# Dec 64 Schwinn Super Deluxe



## vastingray (Jan 29, 2019)

December 64 2 speed Super Deluxe


----------



## A.S.BOLTNUT (Jan 29, 2019)

That's purdy ! , how many you got now ?


----------



## vastingray (Jan 29, 2019)

A.S.BOLTNUT said:


> That's purdy ! , how many you got now ?
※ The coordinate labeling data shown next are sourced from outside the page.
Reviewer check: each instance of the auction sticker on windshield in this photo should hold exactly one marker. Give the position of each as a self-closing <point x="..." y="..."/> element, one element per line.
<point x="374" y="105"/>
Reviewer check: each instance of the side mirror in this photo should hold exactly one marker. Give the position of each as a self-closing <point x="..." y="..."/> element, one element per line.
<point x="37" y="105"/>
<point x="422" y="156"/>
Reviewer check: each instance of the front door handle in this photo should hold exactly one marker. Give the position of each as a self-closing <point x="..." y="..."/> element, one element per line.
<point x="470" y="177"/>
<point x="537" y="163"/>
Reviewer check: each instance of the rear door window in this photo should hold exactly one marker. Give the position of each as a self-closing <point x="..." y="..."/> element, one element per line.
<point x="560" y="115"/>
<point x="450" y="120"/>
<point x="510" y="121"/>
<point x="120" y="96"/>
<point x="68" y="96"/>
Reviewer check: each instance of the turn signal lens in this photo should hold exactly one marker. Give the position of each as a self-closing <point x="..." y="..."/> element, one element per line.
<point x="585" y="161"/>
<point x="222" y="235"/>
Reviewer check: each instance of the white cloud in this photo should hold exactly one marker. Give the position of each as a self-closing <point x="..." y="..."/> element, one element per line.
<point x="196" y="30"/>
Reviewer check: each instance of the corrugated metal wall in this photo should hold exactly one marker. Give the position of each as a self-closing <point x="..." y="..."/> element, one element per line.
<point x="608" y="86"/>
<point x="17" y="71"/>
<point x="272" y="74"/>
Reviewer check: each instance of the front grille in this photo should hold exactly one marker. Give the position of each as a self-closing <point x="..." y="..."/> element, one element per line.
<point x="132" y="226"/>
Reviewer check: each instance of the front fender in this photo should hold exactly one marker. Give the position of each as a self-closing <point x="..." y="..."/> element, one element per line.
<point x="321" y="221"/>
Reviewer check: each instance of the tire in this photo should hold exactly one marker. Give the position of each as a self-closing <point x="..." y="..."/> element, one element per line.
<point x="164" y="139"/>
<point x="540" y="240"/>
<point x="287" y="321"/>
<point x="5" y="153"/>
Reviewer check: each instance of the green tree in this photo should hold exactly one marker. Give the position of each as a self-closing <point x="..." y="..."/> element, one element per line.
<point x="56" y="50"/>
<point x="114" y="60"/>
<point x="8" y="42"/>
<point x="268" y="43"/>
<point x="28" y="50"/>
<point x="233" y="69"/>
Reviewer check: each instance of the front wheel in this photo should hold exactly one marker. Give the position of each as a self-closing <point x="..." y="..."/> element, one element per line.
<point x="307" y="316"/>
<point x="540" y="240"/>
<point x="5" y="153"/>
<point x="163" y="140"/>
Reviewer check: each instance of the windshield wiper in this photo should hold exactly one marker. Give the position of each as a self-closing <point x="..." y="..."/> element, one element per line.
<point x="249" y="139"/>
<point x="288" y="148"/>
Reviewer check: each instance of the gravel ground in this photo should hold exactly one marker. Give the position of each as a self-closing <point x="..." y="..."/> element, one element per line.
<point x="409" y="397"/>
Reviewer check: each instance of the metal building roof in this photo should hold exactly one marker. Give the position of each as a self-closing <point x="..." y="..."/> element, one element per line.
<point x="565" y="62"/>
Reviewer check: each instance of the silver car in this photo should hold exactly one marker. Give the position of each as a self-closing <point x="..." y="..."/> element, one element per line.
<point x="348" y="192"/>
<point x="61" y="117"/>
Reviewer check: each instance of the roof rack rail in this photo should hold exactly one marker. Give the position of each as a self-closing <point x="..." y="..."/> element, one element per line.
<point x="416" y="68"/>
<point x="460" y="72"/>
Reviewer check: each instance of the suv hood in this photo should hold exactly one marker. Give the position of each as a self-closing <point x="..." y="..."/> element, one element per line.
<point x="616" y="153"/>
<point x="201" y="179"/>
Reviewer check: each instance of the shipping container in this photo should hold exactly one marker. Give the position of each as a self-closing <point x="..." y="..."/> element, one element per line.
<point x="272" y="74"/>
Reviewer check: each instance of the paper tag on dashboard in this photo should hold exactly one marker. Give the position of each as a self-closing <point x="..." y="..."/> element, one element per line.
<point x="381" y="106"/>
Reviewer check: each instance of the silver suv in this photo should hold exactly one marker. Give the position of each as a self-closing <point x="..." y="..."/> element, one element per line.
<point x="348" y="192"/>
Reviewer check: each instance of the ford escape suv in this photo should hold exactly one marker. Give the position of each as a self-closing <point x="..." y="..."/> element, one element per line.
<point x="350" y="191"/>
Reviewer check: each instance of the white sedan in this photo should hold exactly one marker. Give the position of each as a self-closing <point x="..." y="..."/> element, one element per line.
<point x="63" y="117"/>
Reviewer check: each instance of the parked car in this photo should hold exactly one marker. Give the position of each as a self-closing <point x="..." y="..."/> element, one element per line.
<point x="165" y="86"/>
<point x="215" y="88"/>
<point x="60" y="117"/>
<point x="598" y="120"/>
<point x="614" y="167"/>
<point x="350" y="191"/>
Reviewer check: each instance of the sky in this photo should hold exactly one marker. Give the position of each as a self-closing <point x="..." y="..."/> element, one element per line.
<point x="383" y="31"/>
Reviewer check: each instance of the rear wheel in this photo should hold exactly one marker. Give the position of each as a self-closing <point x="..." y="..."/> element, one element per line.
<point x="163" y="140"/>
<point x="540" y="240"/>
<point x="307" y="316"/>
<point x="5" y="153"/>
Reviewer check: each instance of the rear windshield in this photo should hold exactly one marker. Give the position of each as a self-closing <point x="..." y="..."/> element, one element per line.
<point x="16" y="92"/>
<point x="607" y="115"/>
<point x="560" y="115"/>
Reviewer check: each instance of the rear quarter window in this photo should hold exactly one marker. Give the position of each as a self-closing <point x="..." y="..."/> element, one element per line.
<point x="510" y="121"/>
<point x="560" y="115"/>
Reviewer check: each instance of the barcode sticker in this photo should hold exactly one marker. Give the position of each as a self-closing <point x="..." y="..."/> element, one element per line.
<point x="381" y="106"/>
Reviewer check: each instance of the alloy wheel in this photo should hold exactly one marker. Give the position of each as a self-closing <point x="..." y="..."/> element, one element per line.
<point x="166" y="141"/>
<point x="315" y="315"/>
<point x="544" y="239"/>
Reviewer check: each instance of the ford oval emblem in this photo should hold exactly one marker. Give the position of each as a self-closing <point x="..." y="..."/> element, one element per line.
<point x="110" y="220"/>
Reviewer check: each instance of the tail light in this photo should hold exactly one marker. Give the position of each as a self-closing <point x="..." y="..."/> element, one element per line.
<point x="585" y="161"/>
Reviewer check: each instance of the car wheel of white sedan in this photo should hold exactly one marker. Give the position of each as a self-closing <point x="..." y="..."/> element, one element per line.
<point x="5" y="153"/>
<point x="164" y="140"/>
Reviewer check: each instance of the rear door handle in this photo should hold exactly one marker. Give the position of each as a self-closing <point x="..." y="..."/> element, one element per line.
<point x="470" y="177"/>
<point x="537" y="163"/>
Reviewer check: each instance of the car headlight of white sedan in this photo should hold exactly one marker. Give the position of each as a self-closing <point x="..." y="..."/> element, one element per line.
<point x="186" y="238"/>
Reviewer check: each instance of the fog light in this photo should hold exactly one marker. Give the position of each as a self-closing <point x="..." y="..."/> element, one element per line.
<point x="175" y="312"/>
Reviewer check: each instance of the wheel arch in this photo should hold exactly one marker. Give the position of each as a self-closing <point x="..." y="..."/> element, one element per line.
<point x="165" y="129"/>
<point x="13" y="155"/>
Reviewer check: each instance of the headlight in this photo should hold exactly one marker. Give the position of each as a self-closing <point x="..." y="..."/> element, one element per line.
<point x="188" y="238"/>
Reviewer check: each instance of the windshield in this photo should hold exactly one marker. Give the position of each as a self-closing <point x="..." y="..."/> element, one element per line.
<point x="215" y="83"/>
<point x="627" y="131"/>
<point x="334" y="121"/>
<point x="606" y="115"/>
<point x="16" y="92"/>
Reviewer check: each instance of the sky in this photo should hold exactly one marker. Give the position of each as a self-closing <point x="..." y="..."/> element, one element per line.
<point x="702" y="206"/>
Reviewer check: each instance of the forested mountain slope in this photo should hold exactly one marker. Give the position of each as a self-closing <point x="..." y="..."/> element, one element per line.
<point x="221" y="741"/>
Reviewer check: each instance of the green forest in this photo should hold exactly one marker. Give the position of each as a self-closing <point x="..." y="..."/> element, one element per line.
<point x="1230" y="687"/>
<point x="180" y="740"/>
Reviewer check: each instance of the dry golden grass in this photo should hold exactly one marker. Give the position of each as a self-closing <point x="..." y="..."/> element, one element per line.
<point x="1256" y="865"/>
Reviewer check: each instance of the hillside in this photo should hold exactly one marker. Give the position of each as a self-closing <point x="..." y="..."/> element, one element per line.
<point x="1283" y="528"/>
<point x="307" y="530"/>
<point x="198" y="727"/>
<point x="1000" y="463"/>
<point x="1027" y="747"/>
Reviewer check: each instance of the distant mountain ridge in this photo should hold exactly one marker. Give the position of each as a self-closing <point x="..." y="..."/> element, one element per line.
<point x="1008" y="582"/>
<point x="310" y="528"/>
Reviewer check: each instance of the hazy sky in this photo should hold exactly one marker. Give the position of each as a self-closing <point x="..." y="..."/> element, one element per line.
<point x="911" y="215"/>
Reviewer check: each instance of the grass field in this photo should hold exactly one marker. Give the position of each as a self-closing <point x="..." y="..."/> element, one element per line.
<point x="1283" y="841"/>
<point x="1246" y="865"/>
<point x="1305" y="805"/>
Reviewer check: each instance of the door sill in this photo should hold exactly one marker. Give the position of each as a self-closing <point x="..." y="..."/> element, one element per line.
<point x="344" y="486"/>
I’ve got about 160 bikes and enough early frames and parts to do another 20 or so lol got carried away it’s such a fun but addicting hobby


----------



## A.S.BOLTNUT (Jan 29, 2019)

HOARDER  !! lol


----------



## vastingray (Jan 29, 2019)

A.S.BOLTNUT said:


> HOARDER  !! lol



Haha I know man that’s what I feel like


----------



## videoranger (Feb 2, 2019)

Hoarding implies junk, you have an obsession, maybe a bit crazy but far more enjoyable. I find the key to enjoyment is being able to provide a tasteful display that allows each item a chance to stand out yet an overall balance of all the stuff on display without clutter. When you get too many to display properly, rotate items. Be sure to leave at least a few minutes every day for family and chores. Beware of StingRays, they'll take you back in time.


----------



## A.S.BOLTNUT (Feb 2, 2019)

videoranger said:


> Hoarding implies junk, you have an obsession, maybe a bit crazy but far more enjoyable. I find the key to enjoyment is being able to provide a tasteful display that allows each item a chance to stand out yet an overall balance of all the stuff on display without clutter. When you get too many to display properly, rotate items. Be sure to leave at least a few minutes every day for family and chores. Beware of StingRays, they'll take you back in time.




It Was A Joke ,


----------



## videoranger (Feb 3, 2019)

A.S.BOLTNUT said:


> It Was A Joke ,



I know, I'm in the same boat, er bike pile.


----------